Estamos en el cuarto domingo de este hermoso tiempo del Adviento. Y la Liturgia nos trae para meditar el pasaje evangélico de la Visita de la Virgen María a su prima Santa Isabel. Y es que la Virgen es el mejor símbolo del Adviento: ella fue la que vivió el primer adviento, y se preparó de verdad al Nacimiento de su Hijo. Ella puede darnos un especial mensaje de Adviento.
El hecho lo conocemos bien: María, ya está empezando su maternidad, y recorre un largo camino para servir a su prima Isabel, una anciana que está encinta y que necesita que le ayuden. Alguien la necesita y María no duda, allí va a estar. Pero en todo esto hay más que una ayuda material, la ayuda que puede proporcionar una buena compañía, una buena enfermera. La ayuda va más allá.
Han empezado los tiempos del Mesías, y hay que realizar la primera obra, poner la primera piedra del edificio de la Salvación. Y es María la que tiene que realizar ese comienzo, portando a Jesús en su seno. El es finalmente el que va a obrar. Y María será su compañía. El mensaje va a empezar, todavía con preparativos, pero al fin lo prometido por Dios va a llegar a la plenitud.
Juan el Bautista, el Precursor (el prólogo de Jesús que es La Palabra), debe ser preparado, debe recibir ya el primer impulso del Espíritu. María, así, llega a casa de su prima y le envía el mensaje de saludo; ese mensaje de saludo lleva ya la fuerza inmensa de Jesús, de quien María es portadora; y por eso el saludo llena del Espíritu Santo a Santa Isabel y sobre todo al niño Juan, que salta de alegría en el seno de su madre. Alegría de Juan, que es santificado en ese momento, y que de alguna forma es ya preparado para comenzar a ser la Voz que clama en el desierto.
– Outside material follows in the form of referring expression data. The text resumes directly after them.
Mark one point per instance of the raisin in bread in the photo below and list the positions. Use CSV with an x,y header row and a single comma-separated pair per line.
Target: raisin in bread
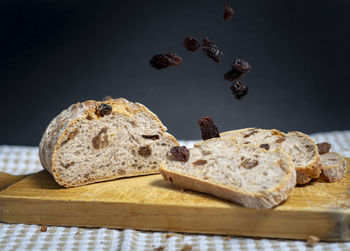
x,y
267,139
96,141
246,174
333,166
299,146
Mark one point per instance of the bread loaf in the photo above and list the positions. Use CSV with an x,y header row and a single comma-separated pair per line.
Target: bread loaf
x,y
246,174
96,141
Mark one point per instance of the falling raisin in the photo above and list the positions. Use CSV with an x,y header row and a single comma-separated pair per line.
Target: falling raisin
x,y
228,12
265,146
211,50
152,137
103,109
323,147
208,128
165,60
192,44
241,65
180,153
239,89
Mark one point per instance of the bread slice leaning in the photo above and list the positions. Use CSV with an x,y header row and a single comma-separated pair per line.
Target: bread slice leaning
x,y
301,148
82,146
333,166
246,174
304,154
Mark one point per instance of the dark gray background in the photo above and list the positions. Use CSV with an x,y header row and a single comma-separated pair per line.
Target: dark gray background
x,y
55,53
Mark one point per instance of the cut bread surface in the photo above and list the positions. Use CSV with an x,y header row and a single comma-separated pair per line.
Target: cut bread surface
x,y
304,154
80,146
245,174
333,166
301,148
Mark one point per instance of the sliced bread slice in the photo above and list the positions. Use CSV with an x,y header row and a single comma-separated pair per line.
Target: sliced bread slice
x,y
96,141
301,148
246,174
304,154
333,166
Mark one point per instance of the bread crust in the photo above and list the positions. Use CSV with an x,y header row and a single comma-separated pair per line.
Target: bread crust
x,y
261,200
335,173
58,130
312,169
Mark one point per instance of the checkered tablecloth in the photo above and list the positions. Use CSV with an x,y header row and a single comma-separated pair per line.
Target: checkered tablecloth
x,y
24,160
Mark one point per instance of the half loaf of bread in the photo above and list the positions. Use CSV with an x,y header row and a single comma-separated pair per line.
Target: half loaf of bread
x,y
246,174
96,141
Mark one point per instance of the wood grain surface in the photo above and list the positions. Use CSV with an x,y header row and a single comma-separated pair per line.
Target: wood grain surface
x,y
320,208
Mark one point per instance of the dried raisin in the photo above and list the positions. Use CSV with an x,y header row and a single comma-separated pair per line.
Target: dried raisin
x,y
323,147
211,50
241,65
265,146
192,44
162,61
249,163
228,12
200,162
152,137
208,128
103,109
145,151
239,89
180,153
250,133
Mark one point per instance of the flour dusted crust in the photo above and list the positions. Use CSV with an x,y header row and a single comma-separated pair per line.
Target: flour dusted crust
x,y
310,169
333,166
182,174
299,146
61,133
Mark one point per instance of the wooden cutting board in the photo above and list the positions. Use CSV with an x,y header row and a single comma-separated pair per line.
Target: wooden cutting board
x,y
149,203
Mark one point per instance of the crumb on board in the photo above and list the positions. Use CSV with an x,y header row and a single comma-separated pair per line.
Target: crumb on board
x,y
43,228
160,248
186,247
169,235
312,241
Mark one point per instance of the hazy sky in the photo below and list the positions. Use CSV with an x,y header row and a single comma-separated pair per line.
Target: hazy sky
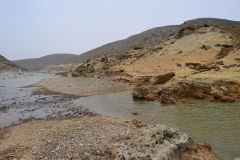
x,y
34,28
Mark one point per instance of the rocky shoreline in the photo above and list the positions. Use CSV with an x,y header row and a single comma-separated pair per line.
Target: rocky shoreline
x,y
98,137
91,136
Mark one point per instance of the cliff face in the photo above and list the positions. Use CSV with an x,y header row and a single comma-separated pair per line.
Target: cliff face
x,y
203,50
6,65
155,35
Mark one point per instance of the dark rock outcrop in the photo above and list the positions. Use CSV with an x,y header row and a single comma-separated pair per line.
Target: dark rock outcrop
x,y
225,91
154,80
204,67
225,49
155,142
164,143
6,65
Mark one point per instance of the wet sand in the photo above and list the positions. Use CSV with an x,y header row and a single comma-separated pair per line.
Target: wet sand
x,y
82,86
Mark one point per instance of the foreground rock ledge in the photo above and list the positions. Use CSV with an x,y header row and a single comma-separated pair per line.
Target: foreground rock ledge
x,y
98,137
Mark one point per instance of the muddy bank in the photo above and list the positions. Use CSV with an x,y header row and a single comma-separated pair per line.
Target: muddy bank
x,y
96,137
19,103
82,86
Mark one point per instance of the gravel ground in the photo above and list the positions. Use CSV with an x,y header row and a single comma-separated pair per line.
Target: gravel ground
x,y
88,137
82,86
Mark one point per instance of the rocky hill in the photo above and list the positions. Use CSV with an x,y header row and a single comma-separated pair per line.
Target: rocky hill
x,y
154,35
6,65
37,64
198,59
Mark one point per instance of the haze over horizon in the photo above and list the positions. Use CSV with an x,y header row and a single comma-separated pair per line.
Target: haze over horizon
x,y
32,29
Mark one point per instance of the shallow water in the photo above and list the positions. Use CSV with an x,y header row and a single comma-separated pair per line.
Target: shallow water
x,y
18,103
215,123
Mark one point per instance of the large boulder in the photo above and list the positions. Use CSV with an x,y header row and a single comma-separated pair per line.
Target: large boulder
x,y
160,79
155,142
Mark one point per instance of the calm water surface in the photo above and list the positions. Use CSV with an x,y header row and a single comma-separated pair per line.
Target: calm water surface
x,y
215,123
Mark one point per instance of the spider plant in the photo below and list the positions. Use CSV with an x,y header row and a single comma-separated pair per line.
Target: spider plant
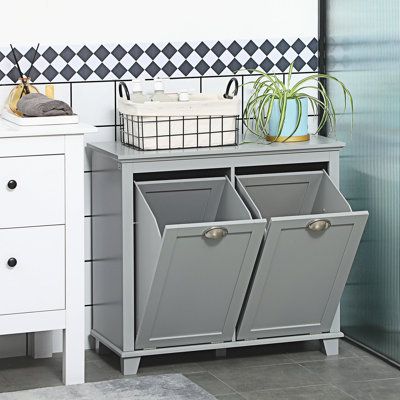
x,y
271,96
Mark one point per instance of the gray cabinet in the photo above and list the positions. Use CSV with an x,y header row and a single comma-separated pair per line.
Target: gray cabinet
x,y
309,247
161,286
198,245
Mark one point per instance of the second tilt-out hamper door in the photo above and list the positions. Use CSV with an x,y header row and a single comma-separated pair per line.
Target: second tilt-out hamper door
x,y
198,273
305,260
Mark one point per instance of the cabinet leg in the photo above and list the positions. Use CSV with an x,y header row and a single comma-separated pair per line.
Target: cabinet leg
x,y
130,366
101,349
73,357
331,347
40,344
220,353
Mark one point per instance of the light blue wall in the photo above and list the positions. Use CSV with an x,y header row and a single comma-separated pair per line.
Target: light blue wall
x,y
364,51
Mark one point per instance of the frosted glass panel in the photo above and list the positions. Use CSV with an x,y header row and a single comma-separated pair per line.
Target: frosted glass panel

Este momento tan íntimo, tan familiar, y en que se encuentran estas dos primas privilegiadas por Dios, es un momento que tiene resonancias que van mucho más allá de las cuatro paredes de la casa donde esta escena tiene lugar. Se ha realizado ya el primer paso, del comienzo de la salvación. Ese Espíritu Santo, que ha actuado en María en el momento de la concepción de Jesús, se empieza a volcar en el mundo, y primero llena el corazón y la vida de Juan Bautista y de su madre Santa Isabel.
Este es uno de los frutos extraordinarios de la salvación que Jesús va a instaurar: el Espíritu Santo empieza a actuar en las personas ejecutoras del plan de Dios. El mismo Espíritu Santo que bajará sobre el Mesías en su bautismo, es el que santifica en esta escena a Juan el Bautista. Y que después se seguirá derramando en abundancia.
Pero además de todo esto, que es lo central de esta visita de María a su prima Isabel, hay que notar lo que ésta le dice a María: “Bienaventurada tú, la que has creído”. Es la primera que forma ese grupo privilegiado de los que Jesús llamará “los bienaventurados”, que son los portadores de salvación para el mundo. María, además de ser “la llena de gracia”, como le dice el ángel, es “La que ha creído”, como le dice ahora Isabel. Solamente una persona llena de gracia y de fe, podría estar asociada de la manera que lo estuvo María a la obra de la Salvación.
¿Y cómo es la fe de María? A veces se entiende la fe de forma un tanto restringida, como la respuesta de nuestra mente a la enseñanza del Señor; pero la fe cristiana va más allá. María es “la que ha creído” porque ha dejado que Dios entre en su vida y la tome totalmente a su servicio. La fe es la entrega de una persona que le da a Dios todo lo que él es, para que el Señor disponga a su manera. María le da enteramente su vida a Dios, por eso es “la que ha creído” y le da su vida sin condiciones: aquí está la esclava del Señor, hágase en mí según tu palabra”. En eso consiste la fe de María, en la entrega total de su existencia a Dios, para que El la utilice en la realización de sus planes. Y para eso ha tenido que renunciar a sus proyectos personales, cuando dice “¿cómo será esto pues no conozco varón?’” María tenía sus propios planes; y ahora todo lo pone en manos de Dios, para que El haga y deshaga. Es la aceptación de que Dios tome su vida entera y se apodere de ella. Esa es la fe de María, la de quien le permite a Dios la invasión total, sin límites y sin condiciones; es lo que Ella expresa cuando dice: “aquí está la esclava del Señor”. Por eso es la “BIENAVENTURADA” porque ha creído.